Debido a menores previsiones de crecimiento económico, la calificadora Standard & Poor’s bajó el viernes pasado (1 de marzo de 2019) la perspectiva de la calificación de México de estable a negativa. La calificación soberana del país la mantuvo en ‘BBB+’, aunque indicó que hay un tercio de probabilidad de una rebaja el próximo año.

Una baja en la calificación de la deuda de cualquier país implica pasar a un grado de mayor riesgo, es decir, que respecto a los demás países México podría encarecer su deuda, lo que se traduce en la necesidad de otorgar un mayor ‘premio’ en la compra de papeles de deuda que se emitan en moneda extranjera, situación que lleva a pagar más por el financiamiento externo.

Con una menor calificación, algunos fondos de inversión que son invertidos sólo en países con cierto grado de inversión dejarían de comprar papel de naciones que han visto una reducción en su nota por parte de las agencias calificadoras. Técnicamente esto se traduce en un mayor riesgo de una salida de capitales.

Aunque no se trata aún de una baja, sí es una advertencia respecto a la existencia de señales o desequilibrios que, en caso de no corregirse, pueden dar lugar a que la calificación de ‘BBB+’ que el país tiene desde 2013 se pierda.
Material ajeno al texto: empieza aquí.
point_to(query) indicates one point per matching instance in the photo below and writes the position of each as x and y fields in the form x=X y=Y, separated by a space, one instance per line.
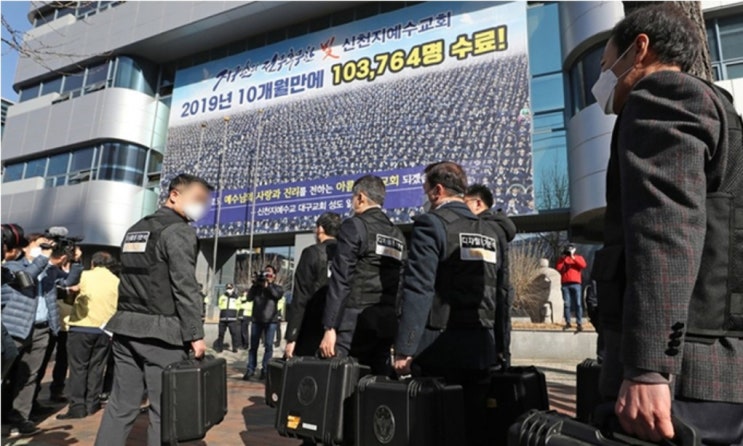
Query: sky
x=15 y=13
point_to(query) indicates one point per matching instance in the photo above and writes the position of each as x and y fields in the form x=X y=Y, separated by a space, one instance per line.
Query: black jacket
x=304 y=313
x=265 y=300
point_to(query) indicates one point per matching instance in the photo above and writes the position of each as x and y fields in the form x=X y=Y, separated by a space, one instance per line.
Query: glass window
x=13 y=172
x=547 y=93
x=29 y=93
x=52 y=86
x=731 y=36
x=156 y=162
x=134 y=75
x=735 y=70
x=97 y=74
x=548 y=121
x=714 y=52
x=35 y=168
x=583 y=74
x=73 y=81
x=545 y=53
x=82 y=159
x=58 y=164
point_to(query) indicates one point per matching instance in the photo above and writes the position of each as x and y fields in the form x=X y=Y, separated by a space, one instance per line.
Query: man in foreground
x=670 y=277
x=158 y=319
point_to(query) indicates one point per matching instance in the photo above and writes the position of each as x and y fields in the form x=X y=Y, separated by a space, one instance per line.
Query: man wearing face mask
x=360 y=312
x=229 y=305
x=32 y=318
x=304 y=314
x=669 y=277
x=158 y=318
x=450 y=293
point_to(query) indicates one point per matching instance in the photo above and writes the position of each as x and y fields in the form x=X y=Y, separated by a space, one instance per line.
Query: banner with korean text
x=287 y=127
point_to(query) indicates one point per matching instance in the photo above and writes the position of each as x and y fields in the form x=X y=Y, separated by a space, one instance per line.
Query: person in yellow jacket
x=88 y=346
x=228 y=304
x=245 y=315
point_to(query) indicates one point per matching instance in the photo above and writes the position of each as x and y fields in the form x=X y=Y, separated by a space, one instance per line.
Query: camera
x=13 y=238
x=260 y=278
x=64 y=244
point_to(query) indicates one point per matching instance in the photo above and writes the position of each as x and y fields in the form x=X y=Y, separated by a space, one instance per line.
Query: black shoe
x=25 y=428
x=58 y=398
x=93 y=409
x=72 y=415
x=39 y=411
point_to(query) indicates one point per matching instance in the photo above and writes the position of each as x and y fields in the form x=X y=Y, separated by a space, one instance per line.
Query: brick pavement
x=249 y=421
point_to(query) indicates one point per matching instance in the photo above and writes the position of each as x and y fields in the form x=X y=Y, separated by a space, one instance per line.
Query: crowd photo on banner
x=405 y=167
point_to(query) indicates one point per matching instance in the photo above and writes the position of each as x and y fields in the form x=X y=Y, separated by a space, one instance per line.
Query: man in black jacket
x=670 y=277
x=265 y=295
x=304 y=314
x=158 y=318
x=360 y=312
x=480 y=201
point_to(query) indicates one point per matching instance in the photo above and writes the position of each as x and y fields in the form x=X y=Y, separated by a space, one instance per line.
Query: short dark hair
x=101 y=258
x=185 y=179
x=672 y=34
x=481 y=192
x=330 y=222
x=448 y=174
x=372 y=186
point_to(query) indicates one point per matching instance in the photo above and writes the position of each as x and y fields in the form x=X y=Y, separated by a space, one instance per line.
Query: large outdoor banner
x=282 y=131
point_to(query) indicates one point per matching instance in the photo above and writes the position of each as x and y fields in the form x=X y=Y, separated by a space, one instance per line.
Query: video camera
x=260 y=277
x=64 y=244
x=13 y=238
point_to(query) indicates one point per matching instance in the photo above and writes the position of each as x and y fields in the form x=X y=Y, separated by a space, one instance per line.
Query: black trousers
x=234 y=327
x=245 y=333
x=58 y=347
x=139 y=365
x=88 y=354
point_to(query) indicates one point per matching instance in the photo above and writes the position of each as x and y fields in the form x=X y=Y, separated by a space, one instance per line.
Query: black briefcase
x=274 y=381
x=513 y=392
x=317 y=399
x=538 y=428
x=194 y=398
x=418 y=411
x=587 y=394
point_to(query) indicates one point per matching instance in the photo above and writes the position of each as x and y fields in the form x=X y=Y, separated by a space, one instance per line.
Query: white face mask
x=35 y=252
x=603 y=89
x=426 y=204
x=194 y=211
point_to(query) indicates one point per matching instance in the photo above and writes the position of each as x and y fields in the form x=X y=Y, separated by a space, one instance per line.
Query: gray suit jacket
x=658 y=177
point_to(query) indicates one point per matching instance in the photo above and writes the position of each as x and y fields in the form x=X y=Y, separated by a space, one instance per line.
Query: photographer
x=570 y=265
x=265 y=295
x=32 y=318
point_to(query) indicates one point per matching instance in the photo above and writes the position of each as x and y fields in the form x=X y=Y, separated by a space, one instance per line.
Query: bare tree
x=13 y=40
x=555 y=194
x=703 y=66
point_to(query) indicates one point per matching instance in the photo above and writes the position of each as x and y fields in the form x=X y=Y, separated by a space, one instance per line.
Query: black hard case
x=587 y=393
x=274 y=381
x=194 y=398
x=419 y=411
x=317 y=399
x=513 y=392
x=540 y=428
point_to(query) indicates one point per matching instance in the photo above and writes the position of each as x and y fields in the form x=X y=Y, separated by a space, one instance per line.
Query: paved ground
x=249 y=421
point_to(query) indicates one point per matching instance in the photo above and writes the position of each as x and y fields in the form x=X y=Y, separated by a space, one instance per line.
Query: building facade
x=86 y=140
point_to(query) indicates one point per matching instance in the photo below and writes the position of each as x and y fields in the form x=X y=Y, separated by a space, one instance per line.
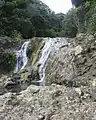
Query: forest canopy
x=30 y=18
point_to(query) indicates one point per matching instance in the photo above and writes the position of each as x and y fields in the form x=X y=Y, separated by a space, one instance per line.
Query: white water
x=51 y=46
x=21 y=57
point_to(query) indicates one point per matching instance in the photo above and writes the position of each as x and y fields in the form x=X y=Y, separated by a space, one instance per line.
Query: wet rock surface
x=74 y=66
x=70 y=86
x=54 y=102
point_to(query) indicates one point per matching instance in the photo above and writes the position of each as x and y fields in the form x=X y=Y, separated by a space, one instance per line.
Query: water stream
x=52 y=45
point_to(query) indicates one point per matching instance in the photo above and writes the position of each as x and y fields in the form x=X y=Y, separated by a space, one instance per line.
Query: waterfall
x=21 y=57
x=51 y=46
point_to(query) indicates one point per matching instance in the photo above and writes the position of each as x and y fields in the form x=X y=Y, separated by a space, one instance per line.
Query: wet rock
x=48 y=103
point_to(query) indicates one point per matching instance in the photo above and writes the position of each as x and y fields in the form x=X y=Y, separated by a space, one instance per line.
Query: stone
x=78 y=50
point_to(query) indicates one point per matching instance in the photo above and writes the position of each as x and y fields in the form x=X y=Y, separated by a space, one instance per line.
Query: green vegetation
x=30 y=18
x=7 y=61
x=33 y=18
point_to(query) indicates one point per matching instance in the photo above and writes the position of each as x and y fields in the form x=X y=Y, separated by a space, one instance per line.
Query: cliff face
x=69 y=91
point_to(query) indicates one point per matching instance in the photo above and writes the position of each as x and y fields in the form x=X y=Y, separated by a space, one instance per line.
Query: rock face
x=54 y=102
x=74 y=65
x=70 y=85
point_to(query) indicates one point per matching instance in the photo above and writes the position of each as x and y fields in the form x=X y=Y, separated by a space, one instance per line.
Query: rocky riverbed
x=70 y=85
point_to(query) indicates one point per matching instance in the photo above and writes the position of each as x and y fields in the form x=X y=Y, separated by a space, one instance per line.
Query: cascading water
x=51 y=46
x=21 y=57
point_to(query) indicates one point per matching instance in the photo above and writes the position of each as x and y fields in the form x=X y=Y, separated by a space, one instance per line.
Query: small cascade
x=51 y=46
x=21 y=57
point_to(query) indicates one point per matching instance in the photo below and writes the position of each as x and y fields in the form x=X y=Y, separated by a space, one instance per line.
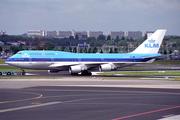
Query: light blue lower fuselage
x=43 y=59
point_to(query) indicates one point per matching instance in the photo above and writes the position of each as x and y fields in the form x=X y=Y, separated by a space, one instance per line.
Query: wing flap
x=151 y=57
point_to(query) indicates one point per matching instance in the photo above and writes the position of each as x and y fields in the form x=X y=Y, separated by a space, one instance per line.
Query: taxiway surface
x=88 y=103
x=87 y=98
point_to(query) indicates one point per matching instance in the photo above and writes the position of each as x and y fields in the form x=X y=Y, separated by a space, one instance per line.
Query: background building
x=36 y=33
x=2 y=32
x=94 y=33
x=148 y=33
x=64 y=33
x=133 y=34
x=51 y=33
x=114 y=34
x=82 y=35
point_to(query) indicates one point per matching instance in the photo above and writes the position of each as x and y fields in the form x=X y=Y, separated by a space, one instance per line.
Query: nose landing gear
x=23 y=72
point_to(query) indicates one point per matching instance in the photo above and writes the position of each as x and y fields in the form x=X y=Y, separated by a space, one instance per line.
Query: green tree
x=62 y=48
x=1 y=49
x=77 y=37
x=165 y=52
x=89 y=50
x=115 y=50
x=108 y=37
x=74 y=50
x=94 y=50
x=111 y=50
x=101 y=37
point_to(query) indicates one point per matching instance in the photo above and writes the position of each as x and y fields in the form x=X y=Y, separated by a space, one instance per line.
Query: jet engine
x=53 y=71
x=75 y=69
x=107 y=67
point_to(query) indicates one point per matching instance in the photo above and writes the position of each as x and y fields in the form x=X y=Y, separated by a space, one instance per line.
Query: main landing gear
x=86 y=73
x=23 y=72
x=83 y=73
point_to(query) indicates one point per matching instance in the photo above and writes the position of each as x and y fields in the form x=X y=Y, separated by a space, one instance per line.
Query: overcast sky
x=18 y=16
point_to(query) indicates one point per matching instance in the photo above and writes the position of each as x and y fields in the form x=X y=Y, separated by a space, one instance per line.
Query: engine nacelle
x=75 y=69
x=53 y=71
x=107 y=67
Además, la calificadora ha advertido acerca del cambio en las políticas del gobierno que insisten en reducir la participación de la iniciativa privada en áreas del sector energético y en otros proyectos que han llevado a una caída en la inversión y en la confianza.

La nueva estrategia pone en Pemex una carga adicional que, combinada con una menor inversión privada, se puede traducir en un menor ritmo de crecimiento, lo que llevaría a más incertidumbre empeorando el perfil financiero del país.

Para que la calificadora regrese a estable la perspectiva se requiere insistir en una gestión económica efectiva que mantenga déficits fiscales moderados, fomente la inversión y aumente la confianza de los inversionistas, acciones que pueden favorecer las perspectivas de crecimiento del PIB y ayudar a mantener las finanzas públicas estables.

Cabe señalar que una situación así ya había sido prevista por el Centro de Estudios Económicos del Sector Privado (CEESP) que había insistido en que se requiere de un sólido Estado de derecho, con reglas del juego claras, para estimular la inversión. Además, había advertido acerca de una mayor probabilidad de que la actividad económica general mantenga un perfil de desempeño más débil, sobre todo en la primera parte de 2019, por lo que también se podría esperar un magro ritmo de avance del sector productivo.

Las preocupaciones del CEESP se basaron en los resultados de decisiones del presidente López como la lucha contra el robo de combustibles, la cancelación del Nuevo Aeropuerto Internacional de México (NAIM), la ausencia de un análisis claro de la rentabilidad social y económica de proyectos como el tren Maya, la política energética relacionada con Pemex y la cancelación de las subastas de energía eléctrica. Aunado a ello, la revisión de concesiones mineras y el bloqueo de vías férreas fueron medidas que afectaron la actividad productiva del país y reflejó un menor ritmo de crecimiento.

Ante estos escenarios será imposible cumplir con el objetivo de las autoridades de lograr una tasa de crecimiento promedio de 4% en el sexenio. Incluso, podría dejarse de cumplir las previsiones más optimistas del Banco de México de un crecimiento de 2.1% para el presente año y de 2.7% para el 2020, por lo que el crecimiento promedio de los cuatro años restantes debería de ser de 4.8%, escenario que se antoja imposible.